# Amp powered by RCA and Remote??



## 87national (Oct 21, 2016)

Hi! Today i attempted installing subs and an amplifier in my car and got all of the wiring from the trunk to the battery, radio, etc.. but no matter what i do i cannot get the green (power) light to turn on, on the amp. I can get it to a red (protection) light but heres the catch. I took off all connections on the amp and tried putting them on in different order to try and single out the problem. While doing so, i ended up plugging in the RCA's and the Remote wire and that alone made the amp power onto protection mode. How is this possible if the power wire AND ground wire were not even attached?? Any help/ advice would be greatly appreciated. Thanks!


----------



## jacampb2 (Dec 3, 2010)

It is probably getting it's ground via the RCA shield which is normally the amps secondary ground, however it is normally connected to primary ground via resistor internally in the amp. The other possibility is that it is getting ground from the physical connection of the amp to the metal in the vehicle.

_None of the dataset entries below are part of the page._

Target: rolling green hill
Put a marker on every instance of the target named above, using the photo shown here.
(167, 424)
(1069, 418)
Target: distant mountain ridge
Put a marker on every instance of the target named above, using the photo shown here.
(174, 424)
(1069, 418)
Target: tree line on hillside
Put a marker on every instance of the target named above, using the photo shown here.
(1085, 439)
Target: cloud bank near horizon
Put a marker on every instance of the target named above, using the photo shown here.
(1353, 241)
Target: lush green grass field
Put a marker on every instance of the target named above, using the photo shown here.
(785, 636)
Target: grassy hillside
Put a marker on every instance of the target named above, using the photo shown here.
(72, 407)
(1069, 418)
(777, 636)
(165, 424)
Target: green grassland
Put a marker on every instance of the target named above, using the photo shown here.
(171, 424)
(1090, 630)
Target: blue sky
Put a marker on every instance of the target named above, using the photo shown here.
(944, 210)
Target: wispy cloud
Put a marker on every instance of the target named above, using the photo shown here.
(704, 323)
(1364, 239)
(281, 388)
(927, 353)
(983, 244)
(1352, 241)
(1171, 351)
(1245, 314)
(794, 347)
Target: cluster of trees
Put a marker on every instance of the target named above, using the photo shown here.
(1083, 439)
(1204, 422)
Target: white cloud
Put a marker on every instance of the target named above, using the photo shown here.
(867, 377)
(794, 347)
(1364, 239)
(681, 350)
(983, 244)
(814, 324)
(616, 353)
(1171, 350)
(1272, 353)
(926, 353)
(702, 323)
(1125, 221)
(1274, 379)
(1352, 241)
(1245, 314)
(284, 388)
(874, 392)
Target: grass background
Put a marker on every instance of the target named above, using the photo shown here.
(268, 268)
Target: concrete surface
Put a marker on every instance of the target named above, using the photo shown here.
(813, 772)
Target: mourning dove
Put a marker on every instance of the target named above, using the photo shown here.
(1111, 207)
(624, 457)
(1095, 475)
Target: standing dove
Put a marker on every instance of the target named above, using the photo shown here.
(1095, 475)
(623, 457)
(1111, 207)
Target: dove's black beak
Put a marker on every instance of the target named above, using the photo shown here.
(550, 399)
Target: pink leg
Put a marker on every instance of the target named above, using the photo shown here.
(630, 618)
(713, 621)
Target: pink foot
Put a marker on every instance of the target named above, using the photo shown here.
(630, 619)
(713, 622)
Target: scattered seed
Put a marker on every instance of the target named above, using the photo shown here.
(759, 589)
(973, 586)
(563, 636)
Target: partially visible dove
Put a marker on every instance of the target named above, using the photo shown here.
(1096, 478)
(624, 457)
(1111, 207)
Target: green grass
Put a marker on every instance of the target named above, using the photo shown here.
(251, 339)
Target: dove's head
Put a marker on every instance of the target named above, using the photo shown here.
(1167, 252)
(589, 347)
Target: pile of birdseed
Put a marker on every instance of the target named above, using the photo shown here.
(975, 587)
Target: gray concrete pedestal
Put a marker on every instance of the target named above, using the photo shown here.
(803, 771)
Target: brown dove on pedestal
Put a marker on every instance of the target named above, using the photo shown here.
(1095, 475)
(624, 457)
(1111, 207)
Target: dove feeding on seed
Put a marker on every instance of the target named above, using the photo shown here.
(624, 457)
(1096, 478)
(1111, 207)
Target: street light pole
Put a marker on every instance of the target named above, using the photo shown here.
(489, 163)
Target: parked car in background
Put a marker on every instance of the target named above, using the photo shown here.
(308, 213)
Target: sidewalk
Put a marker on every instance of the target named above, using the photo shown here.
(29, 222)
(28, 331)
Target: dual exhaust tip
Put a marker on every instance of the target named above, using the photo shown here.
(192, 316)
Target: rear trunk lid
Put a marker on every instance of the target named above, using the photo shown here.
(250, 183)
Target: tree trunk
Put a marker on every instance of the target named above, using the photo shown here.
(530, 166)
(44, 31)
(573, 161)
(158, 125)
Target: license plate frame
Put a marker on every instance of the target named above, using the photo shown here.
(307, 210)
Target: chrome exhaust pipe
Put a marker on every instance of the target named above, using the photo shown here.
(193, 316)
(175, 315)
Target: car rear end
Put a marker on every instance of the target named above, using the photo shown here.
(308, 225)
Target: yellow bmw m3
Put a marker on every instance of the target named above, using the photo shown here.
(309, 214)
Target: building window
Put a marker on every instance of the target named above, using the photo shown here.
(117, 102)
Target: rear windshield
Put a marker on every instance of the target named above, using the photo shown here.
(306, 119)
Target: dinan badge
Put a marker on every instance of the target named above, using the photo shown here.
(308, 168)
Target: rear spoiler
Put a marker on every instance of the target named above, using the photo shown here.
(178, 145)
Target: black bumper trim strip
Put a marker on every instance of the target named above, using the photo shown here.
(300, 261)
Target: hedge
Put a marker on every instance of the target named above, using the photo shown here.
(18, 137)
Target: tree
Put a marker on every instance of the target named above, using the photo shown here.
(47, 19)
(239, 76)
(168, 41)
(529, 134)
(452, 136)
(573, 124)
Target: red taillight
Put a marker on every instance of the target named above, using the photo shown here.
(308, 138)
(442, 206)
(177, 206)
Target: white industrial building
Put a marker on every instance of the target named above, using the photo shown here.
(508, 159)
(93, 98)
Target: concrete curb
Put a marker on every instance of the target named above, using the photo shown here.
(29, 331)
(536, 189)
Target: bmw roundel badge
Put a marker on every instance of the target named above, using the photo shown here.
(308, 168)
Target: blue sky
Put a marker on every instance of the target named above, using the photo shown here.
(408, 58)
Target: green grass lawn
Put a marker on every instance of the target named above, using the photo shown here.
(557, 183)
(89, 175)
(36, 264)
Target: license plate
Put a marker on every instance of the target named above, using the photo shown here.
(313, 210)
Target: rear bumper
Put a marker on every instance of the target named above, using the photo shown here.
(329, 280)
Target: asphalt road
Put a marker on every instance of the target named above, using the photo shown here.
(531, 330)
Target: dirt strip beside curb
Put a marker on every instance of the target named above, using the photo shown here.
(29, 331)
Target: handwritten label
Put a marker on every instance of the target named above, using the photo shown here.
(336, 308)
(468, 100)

When you connect the remote wire it will actually power the IC that controls the SMPS. The remote wire also sometimes powers other low current circuits possibly including the LEDs that display status.

As for why it does not power up properly in the first place, it is probably damaged and the protection circuit is doing it's job.

Good luck,
Jason


----------



## Sine Swept (Sep 3, 2010)

I have used computer power supplies to low power bench test any unknown condition amp, before putting it into the car. I think the electrical cord cost me more than the actual power supply.

Hook up power and ground, then jump a lead from remote wire to + battery. Amp should turn on and remain stable. Apply a source to the amp, possibly on a wire from your phone. I will even use a junked OEM speaker to test it out. I can at least hear if it is somewhat full range coming out of the amp The worst that happens is I burn out an OEM speaker. Much easier to find out these issues before it is all mounted inside a car.

If it is a larger amp, you will likely want a battery as a buffer on your power supply. I have turned on a lot of amps though with my adjustable voltage 5 amp power supply.


----------